- ámbito
- Edición Impresa
“Giselle” en el Colón con imán irresistible: Paloma Herrera
La comunicación de Paloma Herrera con Juan Pablo Ledo es óptima, así como el desempeño de cada uno de los solistas y el cuerpo de baile de un espectáculo excelente, sólo deslucido por algunos desfasajes de la Filarmónica en la función de estreno.
Amor, locura y muerte: los tres ingredientes tan caros al romanticismo conforman el cóctel que hace de "Giselle" un ballet de atractivo inalterable. La bella producción que actualmente presenta el Colón cuenta además con un imán irresistible: la presencia de Paloma Herrera en el comienzo de su despedida de los escenarios y del mayor escenario argentino. Suerte de "premio consuelo" para el público ante la cancelación de lo que prometía ser uno de los hitos de esta temporada, el "Romeo y Julieta" de Prokofiev-MacMillan con la misma Herrera, esta "Giselle" sustituye aunque no compensa la frustrada expectativa.

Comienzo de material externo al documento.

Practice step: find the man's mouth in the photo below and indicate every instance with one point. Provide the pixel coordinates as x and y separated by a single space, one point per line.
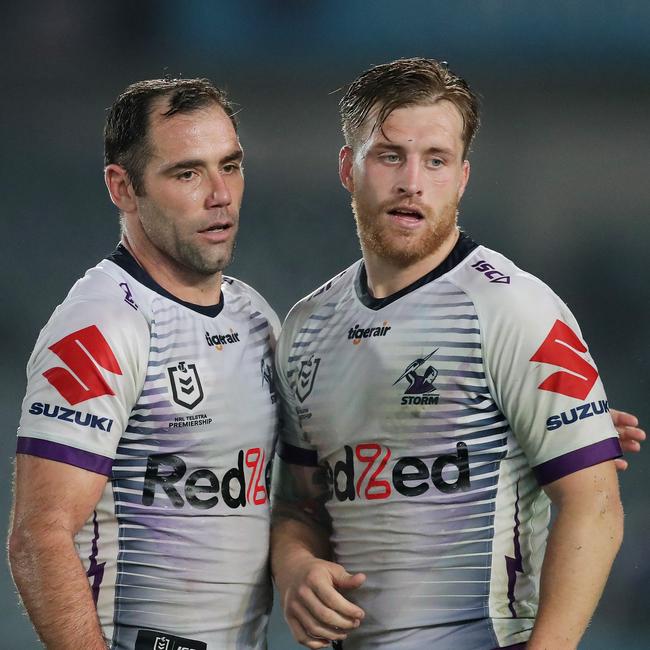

Herrera vuelve a deslumbrar en cada aparición por la perfección de un trabajo integral: técnica, interpretación, musicalidad y entrega son en ella un todo absoluto. La transformación de la campesina en ingenua enamorada a mujer traicionada y enloquecida se muestra perfectamente en su rostro, y su comunicación con Juan Pablo Ledo (Albrecht) resultó óptima; por su parte el bailarín realizó una tarea muy lograda en destreza y comprensión de su personaje.
Como Hilarión, Vagram Ambartsoumian tuvo un desempeño excelente, y la dupla integrada por Carla Vincelli y Maximiliano Iglesias hizo del "Pas paysan" un momento delicioso. El segundo acto tuvo una muy lograda realización a cargo del cuerpo de baile femenino. Paula Cassano (Myrtha, Reina de las Willis), impecablemente secundada por Natacha Bernabei (Moyna) y Daiana Ruiz (Zulma) dio su carácter grave al personaje. En líneas generales no hubo puntos flojos en solistas ni conjunto. Los bellísimos decorados tradicionales de Nicola Benois, cuidadamente complementados por la iluminación de Rubén Conde, dieron el marco visual perfecto.
Menos fortuna tuvo lo que sucedió en el foso: la Orquesta Filarmónica de Buenos Aires no tuvo en Emmanuel Siffert a un guía seguro y los desfases fueron notables, al menos en la función de estreno, amén de algunas rispideces que deslucieron una performance potencialmente excelente.